Le cumul des fonctions de chef de l’Etat et de chef de parti ne renforce pas notre démocratie. Tel est l’avis de Me Assane Dioma Ndiaye, président de la Ligue sénégalaise des droits de l’homme, invité de « Objection » sur Sud Fm ce dimanche.

En France et un peu partout, dès qu’on arrive à la magistrature suprême, on se départit des responsabilités de chef de parti, argumente Assane Dioma Ndiaye, s’exprimant sur le débat à propos du cumul des postes de chef de l’Etat et de chef de parti. «Aujourd’hui, M. Macky Sall n’a pas quelqu’un à qui déléguer le parti. Et certainement, de par un certain nombre de choses, il est dans une perspective de briguer un second mandat.
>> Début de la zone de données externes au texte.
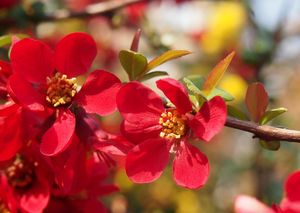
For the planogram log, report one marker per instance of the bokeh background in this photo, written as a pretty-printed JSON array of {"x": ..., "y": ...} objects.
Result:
[{"x": 266, "y": 37}]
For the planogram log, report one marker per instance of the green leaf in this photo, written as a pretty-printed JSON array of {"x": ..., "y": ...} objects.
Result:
[
  {"x": 167, "y": 56},
  {"x": 219, "y": 92},
  {"x": 194, "y": 83},
  {"x": 270, "y": 145},
  {"x": 271, "y": 114},
  {"x": 133, "y": 63},
  {"x": 7, "y": 39},
  {"x": 256, "y": 100},
  {"x": 216, "y": 74},
  {"x": 153, "y": 74},
  {"x": 236, "y": 113},
  {"x": 193, "y": 87},
  {"x": 196, "y": 95}
]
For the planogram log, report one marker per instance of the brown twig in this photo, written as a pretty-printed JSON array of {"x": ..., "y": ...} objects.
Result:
[
  {"x": 91, "y": 10},
  {"x": 265, "y": 132}
]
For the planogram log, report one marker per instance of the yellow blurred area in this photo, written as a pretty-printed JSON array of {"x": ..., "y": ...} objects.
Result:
[
  {"x": 223, "y": 28},
  {"x": 235, "y": 85}
]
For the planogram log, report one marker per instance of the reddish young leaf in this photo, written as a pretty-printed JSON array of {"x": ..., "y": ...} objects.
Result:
[
  {"x": 135, "y": 41},
  {"x": 257, "y": 100},
  {"x": 216, "y": 74}
]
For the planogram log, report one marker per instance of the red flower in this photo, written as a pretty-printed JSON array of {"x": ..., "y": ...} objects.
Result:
[
  {"x": 5, "y": 72},
  {"x": 291, "y": 203},
  {"x": 157, "y": 131},
  {"x": 44, "y": 79}
]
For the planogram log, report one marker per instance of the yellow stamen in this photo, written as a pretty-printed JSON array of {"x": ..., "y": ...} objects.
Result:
[
  {"x": 61, "y": 89},
  {"x": 173, "y": 124}
]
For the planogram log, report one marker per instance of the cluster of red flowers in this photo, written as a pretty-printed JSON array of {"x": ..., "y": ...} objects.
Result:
[{"x": 55, "y": 157}]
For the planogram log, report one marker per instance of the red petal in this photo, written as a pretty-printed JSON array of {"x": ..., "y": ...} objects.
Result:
[
  {"x": 247, "y": 204},
  {"x": 75, "y": 53},
  {"x": 176, "y": 93},
  {"x": 59, "y": 136},
  {"x": 24, "y": 94},
  {"x": 137, "y": 133},
  {"x": 32, "y": 59},
  {"x": 98, "y": 94},
  {"x": 10, "y": 132},
  {"x": 190, "y": 167},
  {"x": 146, "y": 161},
  {"x": 292, "y": 186},
  {"x": 139, "y": 105},
  {"x": 37, "y": 197},
  {"x": 210, "y": 119}
]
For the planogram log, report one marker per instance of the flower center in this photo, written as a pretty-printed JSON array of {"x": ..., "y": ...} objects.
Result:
[
  {"x": 20, "y": 174},
  {"x": 60, "y": 90},
  {"x": 173, "y": 125}
]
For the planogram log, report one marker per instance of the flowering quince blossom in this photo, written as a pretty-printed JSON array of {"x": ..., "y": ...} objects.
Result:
[
  {"x": 44, "y": 80},
  {"x": 289, "y": 204},
  {"x": 158, "y": 131}
]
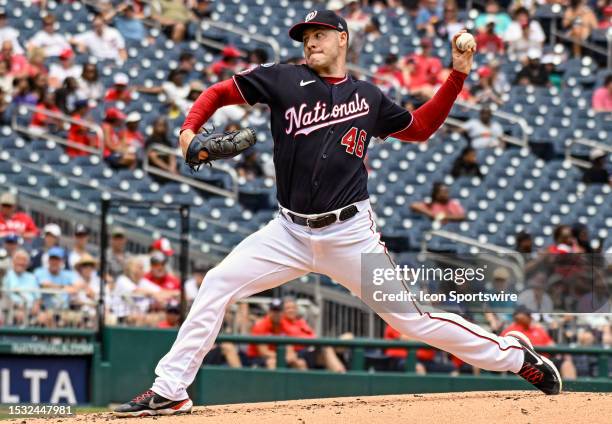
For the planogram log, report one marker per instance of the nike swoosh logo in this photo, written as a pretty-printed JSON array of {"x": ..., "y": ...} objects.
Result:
[{"x": 155, "y": 405}]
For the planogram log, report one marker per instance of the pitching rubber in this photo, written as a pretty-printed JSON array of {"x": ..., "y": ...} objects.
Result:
[{"x": 524, "y": 338}]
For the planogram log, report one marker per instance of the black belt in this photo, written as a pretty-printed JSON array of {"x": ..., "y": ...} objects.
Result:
[{"x": 325, "y": 220}]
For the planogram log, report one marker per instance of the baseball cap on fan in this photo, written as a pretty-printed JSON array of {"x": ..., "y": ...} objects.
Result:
[{"x": 325, "y": 18}]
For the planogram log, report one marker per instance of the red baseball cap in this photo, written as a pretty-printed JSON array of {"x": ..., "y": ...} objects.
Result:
[
  {"x": 163, "y": 245},
  {"x": 114, "y": 114}
]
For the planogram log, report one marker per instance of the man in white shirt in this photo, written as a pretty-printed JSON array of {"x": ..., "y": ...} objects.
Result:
[
  {"x": 58, "y": 72},
  {"x": 103, "y": 42},
  {"x": 484, "y": 133},
  {"x": 47, "y": 39},
  {"x": 8, "y": 33}
]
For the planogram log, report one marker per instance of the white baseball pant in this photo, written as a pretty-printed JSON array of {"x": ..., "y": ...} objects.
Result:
[{"x": 283, "y": 251}]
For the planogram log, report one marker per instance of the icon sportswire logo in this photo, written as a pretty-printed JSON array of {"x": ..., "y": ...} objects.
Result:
[{"x": 304, "y": 120}]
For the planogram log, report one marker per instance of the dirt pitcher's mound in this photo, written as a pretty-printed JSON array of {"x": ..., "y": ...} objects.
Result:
[{"x": 471, "y": 407}]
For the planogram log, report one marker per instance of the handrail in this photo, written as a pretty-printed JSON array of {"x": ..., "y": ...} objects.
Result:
[
  {"x": 585, "y": 142},
  {"x": 515, "y": 119},
  {"x": 223, "y": 167},
  {"x": 205, "y": 23},
  {"x": 66, "y": 119}
]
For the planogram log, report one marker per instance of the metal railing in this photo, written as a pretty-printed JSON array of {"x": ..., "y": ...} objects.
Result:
[
  {"x": 208, "y": 23},
  {"x": 359, "y": 346},
  {"x": 584, "y": 142},
  {"x": 66, "y": 119},
  {"x": 200, "y": 185}
]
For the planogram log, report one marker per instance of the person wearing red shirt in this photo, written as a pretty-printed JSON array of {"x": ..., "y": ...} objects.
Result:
[
  {"x": 399, "y": 355},
  {"x": 120, "y": 90},
  {"x": 13, "y": 222},
  {"x": 159, "y": 274},
  {"x": 271, "y": 325},
  {"x": 79, "y": 134},
  {"x": 295, "y": 326}
]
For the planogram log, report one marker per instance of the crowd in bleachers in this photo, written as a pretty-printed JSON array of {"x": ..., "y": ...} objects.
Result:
[{"x": 92, "y": 69}]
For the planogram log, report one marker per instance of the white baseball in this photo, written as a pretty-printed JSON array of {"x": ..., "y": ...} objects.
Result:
[{"x": 465, "y": 42}]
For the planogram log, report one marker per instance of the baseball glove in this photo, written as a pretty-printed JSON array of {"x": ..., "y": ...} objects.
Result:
[{"x": 218, "y": 146}]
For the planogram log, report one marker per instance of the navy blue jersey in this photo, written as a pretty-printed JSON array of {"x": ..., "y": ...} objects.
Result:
[{"x": 321, "y": 133}]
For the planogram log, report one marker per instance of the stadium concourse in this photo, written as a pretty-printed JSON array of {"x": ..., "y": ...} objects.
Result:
[{"x": 93, "y": 94}]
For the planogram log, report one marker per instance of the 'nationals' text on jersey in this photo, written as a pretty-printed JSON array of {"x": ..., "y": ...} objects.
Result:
[{"x": 321, "y": 133}]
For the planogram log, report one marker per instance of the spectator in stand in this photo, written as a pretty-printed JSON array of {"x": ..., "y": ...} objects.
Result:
[
  {"x": 597, "y": 173},
  {"x": 390, "y": 75},
  {"x": 359, "y": 23},
  {"x": 484, "y": 132},
  {"x": 441, "y": 207},
  {"x": 120, "y": 90},
  {"x": 18, "y": 62},
  {"x": 41, "y": 121},
  {"x": 230, "y": 62},
  {"x": 430, "y": 14},
  {"x": 51, "y": 238},
  {"x": 427, "y": 67},
  {"x": 87, "y": 282},
  {"x": 271, "y": 325},
  {"x": 500, "y": 19},
  {"x": 102, "y": 42},
  {"x": 165, "y": 161},
  {"x": 296, "y": 326},
  {"x": 602, "y": 96},
  {"x": 450, "y": 24},
  {"x": 66, "y": 95},
  {"x": 249, "y": 166},
  {"x": 258, "y": 56},
  {"x": 116, "y": 253},
  {"x": 487, "y": 41},
  {"x": 193, "y": 284},
  {"x": 535, "y": 297},
  {"x": 133, "y": 136},
  {"x": 398, "y": 355},
  {"x": 90, "y": 88},
  {"x": 117, "y": 152},
  {"x": 22, "y": 92},
  {"x": 6, "y": 79},
  {"x": 52, "y": 43},
  {"x": 524, "y": 34},
  {"x": 79, "y": 248},
  {"x": 534, "y": 72},
  {"x": 579, "y": 21},
  {"x": 563, "y": 240},
  {"x": 54, "y": 275},
  {"x": 36, "y": 64},
  {"x": 8, "y": 33},
  {"x": 58, "y": 72},
  {"x": 466, "y": 164},
  {"x": 18, "y": 278},
  {"x": 173, "y": 16},
  {"x": 128, "y": 22},
  {"x": 160, "y": 275},
  {"x": 80, "y": 134},
  {"x": 484, "y": 92},
  {"x": 172, "y": 316}
]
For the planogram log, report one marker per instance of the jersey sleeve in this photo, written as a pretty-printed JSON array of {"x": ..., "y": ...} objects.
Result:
[
  {"x": 391, "y": 118},
  {"x": 259, "y": 84}
]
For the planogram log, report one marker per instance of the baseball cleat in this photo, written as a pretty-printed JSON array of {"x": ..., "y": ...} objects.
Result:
[
  {"x": 537, "y": 369},
  {"x": 150, "y": 403}
]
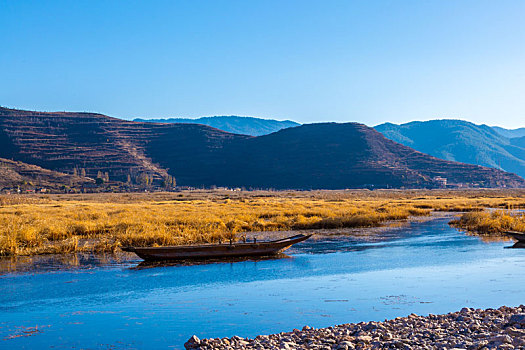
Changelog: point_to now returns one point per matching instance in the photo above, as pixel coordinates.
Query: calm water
(429, 268)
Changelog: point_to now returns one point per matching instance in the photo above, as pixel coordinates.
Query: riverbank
(502, 328)
(33, 225)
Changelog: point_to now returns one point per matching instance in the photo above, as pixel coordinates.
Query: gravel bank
(502, 328)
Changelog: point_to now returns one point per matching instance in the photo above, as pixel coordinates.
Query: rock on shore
(502, 328)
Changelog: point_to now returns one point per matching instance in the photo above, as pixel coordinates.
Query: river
(89, 302)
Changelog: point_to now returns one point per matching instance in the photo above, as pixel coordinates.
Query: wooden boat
(519, 236)
(205, 251)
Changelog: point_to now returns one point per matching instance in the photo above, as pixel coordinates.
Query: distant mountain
(237, 125)
(96, 143)
(313, 156)
(510, 133)
(19, 174)
(460, 141)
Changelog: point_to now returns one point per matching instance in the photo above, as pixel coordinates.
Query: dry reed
(102, 223)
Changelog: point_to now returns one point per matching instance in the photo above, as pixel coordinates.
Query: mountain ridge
(459, 140)
(235, 124)
(311, 156)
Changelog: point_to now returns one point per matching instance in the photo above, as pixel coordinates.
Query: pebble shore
(472, 329)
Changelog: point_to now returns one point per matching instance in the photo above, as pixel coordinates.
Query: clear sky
(365, 61)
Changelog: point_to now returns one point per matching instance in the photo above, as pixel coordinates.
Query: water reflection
(424, 267)
(167, 263)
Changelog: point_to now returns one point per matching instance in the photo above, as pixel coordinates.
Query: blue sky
(309, 61)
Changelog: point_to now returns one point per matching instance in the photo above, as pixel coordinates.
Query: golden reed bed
(103, 222)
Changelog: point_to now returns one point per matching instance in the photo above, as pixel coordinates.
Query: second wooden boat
(216, 250)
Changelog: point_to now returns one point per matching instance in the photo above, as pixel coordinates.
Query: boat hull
(519, 236)
(216, 250)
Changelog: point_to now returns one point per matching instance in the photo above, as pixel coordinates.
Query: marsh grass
(491, 222)
(105, 222)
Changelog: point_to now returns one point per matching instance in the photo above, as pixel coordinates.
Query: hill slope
(64, 141)
(13, 173)
(510, 133)
(460, 141)
(326, 155)
(234, 124)
(331, 156)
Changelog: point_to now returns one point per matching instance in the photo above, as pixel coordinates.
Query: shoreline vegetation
(54, 224)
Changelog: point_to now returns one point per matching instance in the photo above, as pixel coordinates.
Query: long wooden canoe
(216, 250)
(519, 236)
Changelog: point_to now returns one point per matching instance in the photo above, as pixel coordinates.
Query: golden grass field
(44, 224)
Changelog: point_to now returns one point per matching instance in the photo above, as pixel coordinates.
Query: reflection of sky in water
(430, 269)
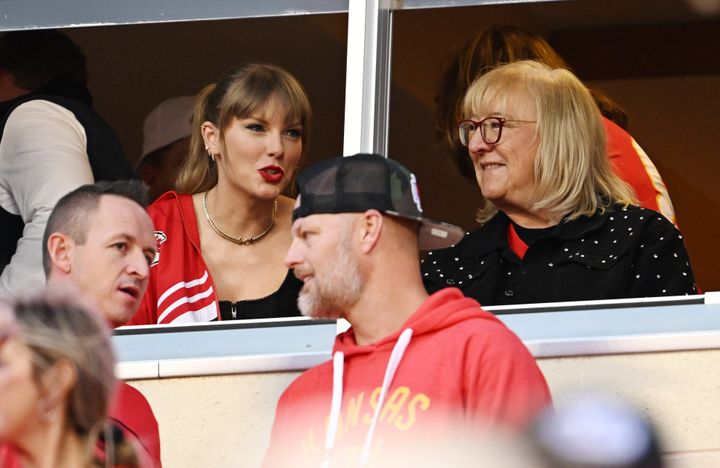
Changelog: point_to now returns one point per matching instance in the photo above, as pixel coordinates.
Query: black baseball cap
(354, 184)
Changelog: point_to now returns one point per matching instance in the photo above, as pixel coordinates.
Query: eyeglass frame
(478, 125)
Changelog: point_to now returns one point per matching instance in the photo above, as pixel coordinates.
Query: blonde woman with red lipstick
(223, 235)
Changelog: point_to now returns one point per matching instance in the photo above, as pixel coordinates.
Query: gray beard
(339, 288)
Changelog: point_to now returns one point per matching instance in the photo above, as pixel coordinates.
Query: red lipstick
(272, 174)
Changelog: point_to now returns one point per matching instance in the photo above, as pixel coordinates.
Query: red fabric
(133, 414)
(180, 289)
(516, 244)
(635, 167)
(9, 457)
(463, 366)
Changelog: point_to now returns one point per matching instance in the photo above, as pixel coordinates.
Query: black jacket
(633, 252)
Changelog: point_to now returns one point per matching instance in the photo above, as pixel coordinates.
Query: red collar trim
(516, 244)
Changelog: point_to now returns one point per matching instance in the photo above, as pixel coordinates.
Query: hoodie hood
(441, 310)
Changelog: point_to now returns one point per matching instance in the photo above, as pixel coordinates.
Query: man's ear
(371, 223)
(60, 248)
(57, 382)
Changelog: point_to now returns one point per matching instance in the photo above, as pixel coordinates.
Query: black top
(281, 303)
(623, 253)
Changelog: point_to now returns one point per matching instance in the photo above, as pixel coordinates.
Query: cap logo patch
(438, 233)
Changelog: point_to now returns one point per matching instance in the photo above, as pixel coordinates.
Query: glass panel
(30, 14)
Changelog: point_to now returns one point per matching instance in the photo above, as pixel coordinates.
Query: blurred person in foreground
(223, 234)
(51, 142)
(412, 367)
(502, 44)
(100, 239)
(166, 142)
(594, 430)
(56, 383)
(556, 223)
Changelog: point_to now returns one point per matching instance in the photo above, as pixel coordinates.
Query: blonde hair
(573, 176)
(239, 94)
(59, 331)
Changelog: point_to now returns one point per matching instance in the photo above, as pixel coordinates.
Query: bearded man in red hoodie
(412, 369)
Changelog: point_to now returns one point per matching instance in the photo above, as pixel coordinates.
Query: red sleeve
(8, 457)
(132, 412)
(506, 386)
(634, 166)
(147, 312)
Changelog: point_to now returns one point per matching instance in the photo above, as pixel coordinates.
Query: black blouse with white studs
(622, 253)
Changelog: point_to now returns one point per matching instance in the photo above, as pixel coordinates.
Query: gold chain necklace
(238, 240)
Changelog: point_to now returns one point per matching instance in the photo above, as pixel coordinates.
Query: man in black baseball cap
(412, 368)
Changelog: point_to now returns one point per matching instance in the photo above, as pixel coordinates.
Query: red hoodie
(451, 365)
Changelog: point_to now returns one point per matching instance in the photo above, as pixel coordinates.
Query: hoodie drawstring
(395, 358)
(336, 403)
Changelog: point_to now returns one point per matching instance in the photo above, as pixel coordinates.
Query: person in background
(501, 44)
(51, 141)
(222, 236)
(56, 382)
(100, 239)
(556, 223)
(412, 368)
(166, 142)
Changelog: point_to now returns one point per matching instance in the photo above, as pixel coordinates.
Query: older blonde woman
(557, 224)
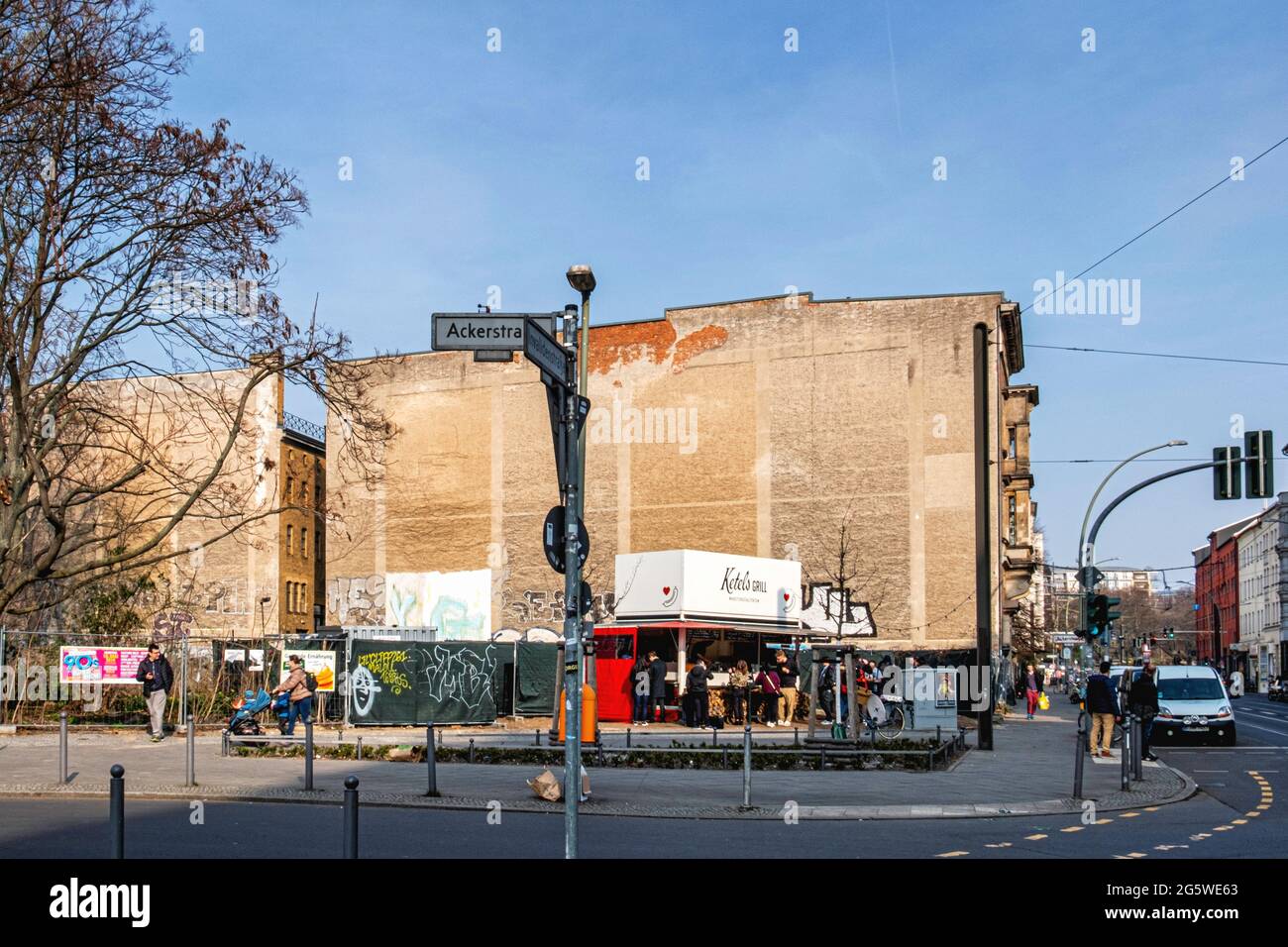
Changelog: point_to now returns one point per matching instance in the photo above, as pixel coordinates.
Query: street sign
(465, 331)
(544, 351)
(553, 539)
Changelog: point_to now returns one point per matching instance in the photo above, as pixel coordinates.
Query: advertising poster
(80, 665)
(320, 664)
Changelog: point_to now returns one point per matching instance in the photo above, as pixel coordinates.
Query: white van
(1193, 706)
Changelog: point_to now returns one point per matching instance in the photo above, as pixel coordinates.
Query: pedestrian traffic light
(1260, 464)
(1225, 474)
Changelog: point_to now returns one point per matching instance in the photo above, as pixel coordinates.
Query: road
(1236, 814)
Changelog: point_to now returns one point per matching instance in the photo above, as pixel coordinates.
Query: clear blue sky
(768, 169)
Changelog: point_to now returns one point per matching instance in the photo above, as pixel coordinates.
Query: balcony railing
(309, 429)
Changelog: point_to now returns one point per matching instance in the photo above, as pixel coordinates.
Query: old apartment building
(267, 577)
(754, 427)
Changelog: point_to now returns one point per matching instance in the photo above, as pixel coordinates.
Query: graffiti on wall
(458, 603)
(822, 605)
(356, 599)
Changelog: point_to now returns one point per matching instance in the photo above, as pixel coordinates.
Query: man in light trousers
(158, 678)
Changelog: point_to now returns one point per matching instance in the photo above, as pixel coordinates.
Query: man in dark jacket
(657, 686)
(696, 682)
(1144, 703)
(158, 680)
(1103, 706)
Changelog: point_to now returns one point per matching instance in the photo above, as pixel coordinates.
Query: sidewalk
(1029, 772)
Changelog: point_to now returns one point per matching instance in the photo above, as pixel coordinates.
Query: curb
(1116, 801)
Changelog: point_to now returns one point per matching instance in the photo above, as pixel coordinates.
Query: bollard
(1137, 749)
(62, 748)
(1125, 759)
(1077, 755)
(746, 767)
(351, 817)
(430, 763)
(308, 757)
(116, 810)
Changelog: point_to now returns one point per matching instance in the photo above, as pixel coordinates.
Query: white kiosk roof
(695, 585)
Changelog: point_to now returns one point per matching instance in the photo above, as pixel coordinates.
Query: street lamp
(1086, 519)
(581, 277)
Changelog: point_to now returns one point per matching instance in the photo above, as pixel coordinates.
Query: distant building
(1216, 598)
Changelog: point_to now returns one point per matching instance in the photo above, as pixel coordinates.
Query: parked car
(1193, 706)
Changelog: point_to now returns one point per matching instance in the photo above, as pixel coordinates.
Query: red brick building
(1216, 595)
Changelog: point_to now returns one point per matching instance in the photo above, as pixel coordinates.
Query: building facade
(1216, 598)
(756, 428)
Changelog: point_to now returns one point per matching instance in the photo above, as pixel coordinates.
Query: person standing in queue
(657, 686)
(787, 677)
(1144, 703)
(697, 688)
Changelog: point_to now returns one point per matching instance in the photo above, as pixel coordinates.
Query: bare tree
(841, 565)
(138, 328)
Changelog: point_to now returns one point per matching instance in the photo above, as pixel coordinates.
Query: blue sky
(811, 169)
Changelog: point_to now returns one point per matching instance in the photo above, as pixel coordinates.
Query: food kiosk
(686, 602)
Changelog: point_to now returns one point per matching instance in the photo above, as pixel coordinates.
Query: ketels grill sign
(695, 583)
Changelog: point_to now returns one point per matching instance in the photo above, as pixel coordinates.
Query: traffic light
(1225, 474)
(1260, 464)
(1102, 615)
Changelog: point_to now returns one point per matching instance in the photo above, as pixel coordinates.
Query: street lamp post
(581, 277)
(1087, 556)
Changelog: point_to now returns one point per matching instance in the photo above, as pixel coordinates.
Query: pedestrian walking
(1031, 688)
(657, 686)
(787, 678)
(640, 688)
(1144, 703)
(1103, 706)
(158, 680)
(296, 686)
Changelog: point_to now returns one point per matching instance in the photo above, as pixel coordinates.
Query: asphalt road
(1236, 814)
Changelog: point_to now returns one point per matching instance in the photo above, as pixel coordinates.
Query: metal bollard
(746, 767)
(1078, 754)
(1125, 759)
(1137, 751)
(116, 810)
(308, 757)
(430, 762)
(351, 817)
(62, 748)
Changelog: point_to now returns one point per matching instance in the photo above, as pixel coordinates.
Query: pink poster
(80, 665)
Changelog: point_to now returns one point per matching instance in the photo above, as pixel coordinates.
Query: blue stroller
(250, 705)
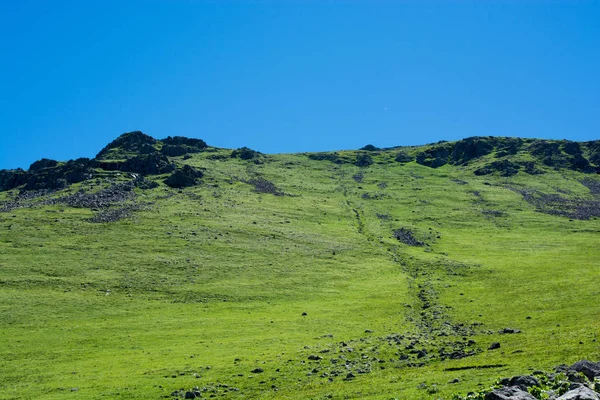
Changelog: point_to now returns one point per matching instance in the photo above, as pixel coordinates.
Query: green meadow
(306, 294)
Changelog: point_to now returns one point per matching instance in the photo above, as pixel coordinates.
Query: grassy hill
(160, 266)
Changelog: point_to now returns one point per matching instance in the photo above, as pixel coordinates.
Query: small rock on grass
(508, 393)
(581, 393)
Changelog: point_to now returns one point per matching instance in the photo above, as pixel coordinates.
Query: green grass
(205, 284)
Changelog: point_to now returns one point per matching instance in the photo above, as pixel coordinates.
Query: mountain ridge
(136, 152)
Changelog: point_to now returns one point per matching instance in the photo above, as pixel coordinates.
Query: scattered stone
(581, 393)
(508, 393)
(406, 236)
(184, 177)
(588, 368)
(524, 381)
(494, 346)
(509, 331)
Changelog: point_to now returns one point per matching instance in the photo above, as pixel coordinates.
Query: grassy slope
(209, 283)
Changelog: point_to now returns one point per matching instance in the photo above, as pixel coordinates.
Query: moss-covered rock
(184, 177)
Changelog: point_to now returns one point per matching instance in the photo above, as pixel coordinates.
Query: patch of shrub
(184, 177)
(402, 157)
(333, 157)
(43, 163)
(245, 153)
(505, 167)
(370, 147)
(363, 160)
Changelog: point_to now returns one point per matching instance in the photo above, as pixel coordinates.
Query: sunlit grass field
(204, 285)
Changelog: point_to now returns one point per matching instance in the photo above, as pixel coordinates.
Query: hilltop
(170, 268)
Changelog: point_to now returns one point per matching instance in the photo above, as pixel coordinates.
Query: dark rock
(581, 393)
(145, 164)
(434, 157)
(524, 381)
(333, 157)
(128, 145)
(504, 167)
(470, 148)
(494, 346)
(184, 177)
(405, 236)
(184, 141)
(363, 160)
(402, 157)
(245, 153)
(509, 331)
(370, 147)
(262, 185)
(509, 393)
(588, 368)
(43, 163)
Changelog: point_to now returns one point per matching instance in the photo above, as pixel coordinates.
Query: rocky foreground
(580, 381)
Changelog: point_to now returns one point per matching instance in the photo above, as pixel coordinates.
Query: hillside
(164, 265)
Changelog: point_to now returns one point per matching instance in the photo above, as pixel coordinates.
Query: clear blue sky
(290, 76)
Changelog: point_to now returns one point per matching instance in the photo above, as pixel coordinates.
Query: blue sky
(291, 76)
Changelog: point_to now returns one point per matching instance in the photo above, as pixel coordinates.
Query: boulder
(363, 160)
(434, 157)
(509, 393)
(245, 153)
(184, 177)
(128, 145)
(43, 163)
(581, 393)
(588, 368)
(524, 381)
(147, 164)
Et je pense que dans cette posture, il ne peut honorer les conclusions des Assises nationales qui ont recommandé de façon forte que le président de la République une fois élu puisse se dévêtir de son poste de secrétaire général de parti», précise-t-il.

A en croire Assane Dioma Ndiaye, quitter le poste de chef de parti aurait été salutaire pour le chef de l’Etat Macky Sall. «Cela lui aurait permis de s’occuper des tâches républicaines, des préoccupations majeures des citoyens, mais également de se protéger lui-même d’un certain nombre d’attaques qui ont sans doute conduit le jeune Bara Gaye en prison, car il est difficile de dissocier le président de la République, secrétaire général de parti du président de la République, première institution de ce pays. Je pense que c’est un des tendons d’Achille de notre démocratie et il faut arriver à des décisions déchirantes, mais salutaires à la démocratie sénégalaise », plaide le défenseur des droits humains.